[BUG] conv_im2col! Scalar Indexing in CUDA (`conv_im2col`)

gortibaldik commented 1 year ago

I have problems with ScalarIndexing when training neural network transfered to gpu.

Julia Version

julia> versioninfo()
Julia Version 1.8.3
Commit 0434deb161e (2022-11-14 20:14 UTC)
Platform Info:
  OS: Linux (x86_64-linux-gnu)
  CPU: 20 × 12th Gen Intel(R) Core(TM) i7-12700H
  WORD_SIZE: 64
  LIBM: libopenlibm
  LLVM: libLLVM-13.0.1 (ORCJIT, goldmont)
  Threads: 1 on 20 virtual cores

I'm running the code in the Pluto notebook!

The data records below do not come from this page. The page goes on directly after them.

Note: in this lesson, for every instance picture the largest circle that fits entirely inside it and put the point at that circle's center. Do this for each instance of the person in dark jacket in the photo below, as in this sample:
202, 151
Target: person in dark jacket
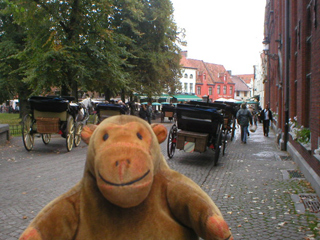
143, 112
266, 117
244, 117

(PlutoNotebooks) pkg> st -m Pluto
Status `~/Documents/Skola/julia/PlutoNotebooks/Manifest.toml`
[c3e4b0f8] Pluto v0.19.18

Flux Version

(PlutoNotebooks) pkg> st -m Flux
Status `~/Documents/Skola/julia/PlutoNotebooks/Manifest.toml`
  [587475ba] Flux v0.13.9

As I do not know how to create more minimal bug example, I will show how the error occurs on MNIST dataset:

Minimal Bug Example

I create a net as here:

I try to use as little layers as possible, so that I show that the error really happens in Conv((2, 2), 1=>16, relu)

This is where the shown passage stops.